Arctic Energy Exploration: Not If, But When?

By Randall Luthi
Tuesday, May 27, 2014

Energy exploration in the Arctic has been a hot topic in recent years and shows no signs of cooling down anytime soon. However, the United States appears stuck in neutral on the topic and those opposed to oil and natural gas exploration anywhere have used the Federal inaction to advance their arguments against any development.
Whether the rest of the world’s Arctic regions will be explored is no longer a question of if, but when.  While U.S. officials have stood on the edge contemplating new regulations, new requirements and litigation setbacks, other countries have moved ahead. Russia, Canada and Norway continued to advance their exploration programs in 2013, and 2014 will see more. U.S. Federal officials have repeatedly stated their desire to establish an Arctic exploration program that will set world wide standards. However, we cannot lead when we are not in the game. Currently, the U.S. is sidelined by its own apparent hesitancy.

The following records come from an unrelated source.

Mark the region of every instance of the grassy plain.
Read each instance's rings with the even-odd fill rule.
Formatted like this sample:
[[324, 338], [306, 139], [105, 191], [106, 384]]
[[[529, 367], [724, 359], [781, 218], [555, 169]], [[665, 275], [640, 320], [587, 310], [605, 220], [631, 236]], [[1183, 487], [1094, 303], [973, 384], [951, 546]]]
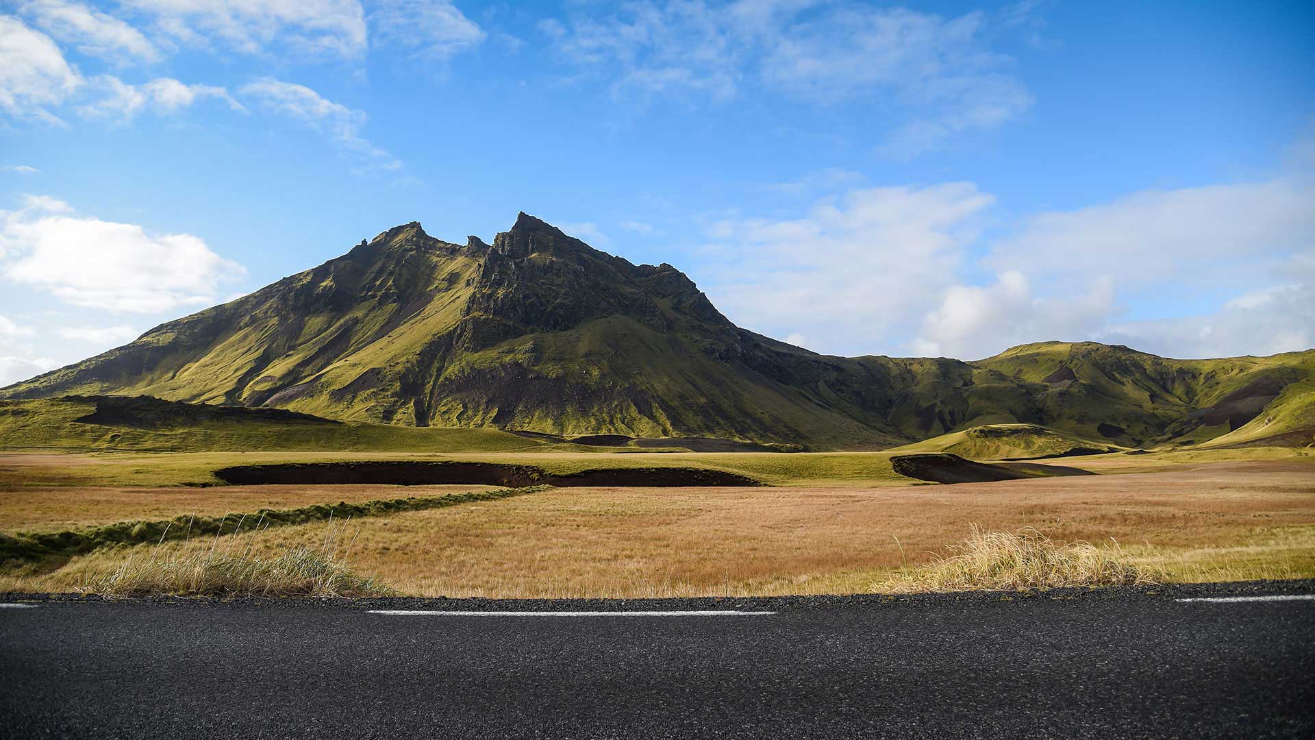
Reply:
[[[1236, 456], [1239, 450], [1226, 452]], [[1219, 453], [1191, 453], [1195, 458], [1182, 462], [1173, 456], [1098, 456], [1080, 460], [1084, 466], [1115, 474], [959, 486], [902, 485], [889, 477], [863, 483], [860, 471], [888, 465], [882, 462], [888, 456], [855, 454], [861, 457], [817, 456], [810, 461], [800, 454], [606, 456], [608, 462], [654, 457], [672, 460], [672, 465], [736, 463], [785, 481], [811, 477], [830, 483], [555, 489], [354, 521], [351, 527], [359, 535], [352, 533], [352, 545], [343, 554], [358, 573], [421, 595], [855, 593], [873, 590], [902, 568], [934, 561], [938, 553], [947, 552], [945, 545], [978, 525], [985, 531], [1035, 527], [1059, 540], [1095, 544], [1114, 537], [1135, 562], [1172, 581], [1315, 575], [1315, 462], [1301, 452], [1248, 450], [1255, 460], [1243, 461], [1211, 461]], [[583, 457], [594, 466], [600, 462], [594, 454]], [[736, 462], [736, 457], [757, 462]], [[42, 469], [51, 465], [45, 461]], [[151, 466], [141, 460], [120, 465]], [[584, 462], [567, 456], [556, 465]], [[196, 460], [183, 466], [200, 467]], [[1141, 473], [1126, 474], [1134, 471]], [[233, 489], [180, 492], [247, 495]], [[279, 489], [252, 495], [266, 496], [262, 500], [270, 503], [291, 502], [293, 496], [305, 502], [322, 495], [321, 489], [330, 489], [323, 491], [329, 496], [323, 500], [337, 502], [348, 498], [348, 490], [356, 486]], [[414, 490], [384, 489], [398, 495]], [[11, 489], [3, 495], [14, 492], [37, 495], [22, 499], [28, 502], [22, 506], [14, 498], [12, 507], [0, 508], [0, 528], [11, 532], [16, 529], [11, 517], [47, 517], [49, 523], [58, 517], [55, 510], [80, 506], [76, 491], [67, 487], [32, 486], [30, 491]], [[41, 511], [41, 492], [63, 503]], [[133, 510], [130, 500], [125, 508], [114, 508], [125, 499], [100, 495], [108, 495], [109, 503], [88, 503], [88, 516], [92, 511], [113, 511], [113, 516], [146, 514]], [[376, 491], [350, 495], [380, 498]], [[238, 499], [216, 506], [227, 510], [230, 503]], [[196, 502], [180, 500], [179, 506], [183, 514]], [[320, 523], [283, 527], [242, 535], [237, 546], [276, 558], [292, 546], [316, 546], [330, 532], [330, 525]], [[160, 557], [196, 554], [208, 546], [208, 541], [166, 542]], [[14, 571], [0, 577], [0, 590], [76, 589], [129, 558], [153, 557], [151, 550], [153, 545], [103, 549], [74, 557], [53, 571]]]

There isn’t much disagreement that the Arctic is a unique ecosystem that provides a great array of natural resources and a vital subsistence livelihood to its residents. However, the Arctic also holds the great potential of large natural gas and oil resources. Producing those resources would provide local jobs and economic benefits, and also add a vital energy supply line to the rest of the world. 
Those who oppose oil and natural gas exploration simply state that Arctic development cannot take place safely. Fortunately, the oil and gas industry operating in Arctic waters outside the United States is showing that is not the case. The industry has a duty and obligation to minimize risk, and is full of ‘can-do’ individuals dedicated to seeing that exploration and development is done with safe operations and environmental protection as top priorities. 
If the United States wants to be a leader in Arctic development, the federal government should make 2014 a year of action and achievement rather than just talk. The Department of the Interior needs to complete their Arctic regulations and release them for public comment, so that the process may be completed. The Administration needs to work closely with interested parties, including the oil and gas industry and Native groups, to move forward with a program that will provide local benefits, such as revenue sharing, and broader national benefits, such as increased energy security and less reliance on foreign oil.
The U.S. Energy Information Administration projects that the world will use oil and natural gas as a primary source of energy for generations to come. Nontraditional fuels will become a bigger share of that energy portfolio, but are still expected to supply only about 15 percent of the world’s energy supply.
So, when will U.S. energy interests in the Arctic by explored?  Now is the time for our policymakers to decide whether the United States will continue to sit on the bench in the Arctic or actually be allowed in the game in the near future.